In one general aspect, the invention features a method, in an oligonucleotide synthesis, for removing a protecting group from a protected nucleoside, by reacting the protected nucleoside or protected nucleotide with a nucleophile that exhibits an alpha effect at conditions of mildly basic pH, and particularly at conditions of pH 10 or less.
The invention provides for efficient solid-phase synthesis of oligonucleotides of lengths up to 25 nucleotides and greater. Treatment using an alpha effect nucleophile according to the invention for removal of carbonate protecting groups is irreversible, resulting in breakdown of the carbonate and formation of CO2. Moreover, because such treatment results in concomitant oxidation of the internucleotide bond and substantial removal of exocyclic amine protecting groups, the method of the invention obviates the need for a separate oxidation step and a post-synthesis deprotection step to remove any exocyclic amine protecting groups that may be used.
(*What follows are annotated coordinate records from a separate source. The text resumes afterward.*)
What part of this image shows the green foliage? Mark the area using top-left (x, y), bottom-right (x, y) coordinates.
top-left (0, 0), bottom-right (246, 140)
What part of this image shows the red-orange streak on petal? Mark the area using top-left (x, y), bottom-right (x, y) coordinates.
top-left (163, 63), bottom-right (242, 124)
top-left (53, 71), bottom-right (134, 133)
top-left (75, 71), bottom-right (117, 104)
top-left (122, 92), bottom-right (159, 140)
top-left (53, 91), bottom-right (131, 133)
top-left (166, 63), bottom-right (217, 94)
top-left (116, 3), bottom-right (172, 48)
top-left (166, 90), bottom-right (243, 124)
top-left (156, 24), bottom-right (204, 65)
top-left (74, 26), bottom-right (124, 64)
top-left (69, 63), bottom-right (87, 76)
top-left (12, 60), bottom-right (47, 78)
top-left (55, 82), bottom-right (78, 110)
In another general aspect, the invention features a method for making an oligonucleotide array made up of array features each presenting a specified oligonucleotide sequence at an address on an array substrate, by first treating the array substrate to protect the hydroxyl moieties on the derivatized surface from reaction with phosphoramidites, then carrying out the steps of (a) applying droplets of an alpha effect nucleophile to effect deprotection of hydroxyl moieties at selected addresses, and (b) flooding the array substrate with a medium containing a selected protected phosphoramidite to permit coupling of the selected phosphoramidite onto the deprotected hydroxyl moieties at the selected addresses, and repeating the steps (a) and (b) to initiate and to sequentially build up oligonucleotides having the desired sequences at the selected addresses to complete the array features. In a variation on the aforementioned method, the droplets applied may comprise the protected phosphoramidite, and the alpha effect nucleophile may be used to flood the array substrate.
In the array construction method according to the invention, the deprotection reagents are aqueous, allowing for good droplet formation on a wide variety of array substrate surfaces. Moreover, because the selection of features employs aqueous media, small-scale discrete droplet application onto specified array addresses can be carried out by adaptation of techniques for reproducible fine droplet deposition from printing technologies. Further, as noted above, the synthesis reaction provides irreversible deprotection resulting in evolution of CO2, and thus quantitative removal of protecting groups within each droplet may be achieved. The phosphoramidite reactions are carried out in bulk, employing an excess of the phosphoramidite during the coupling step (b), allowing for exclusion of water by action of the excess phosphoramidite as a desiccant.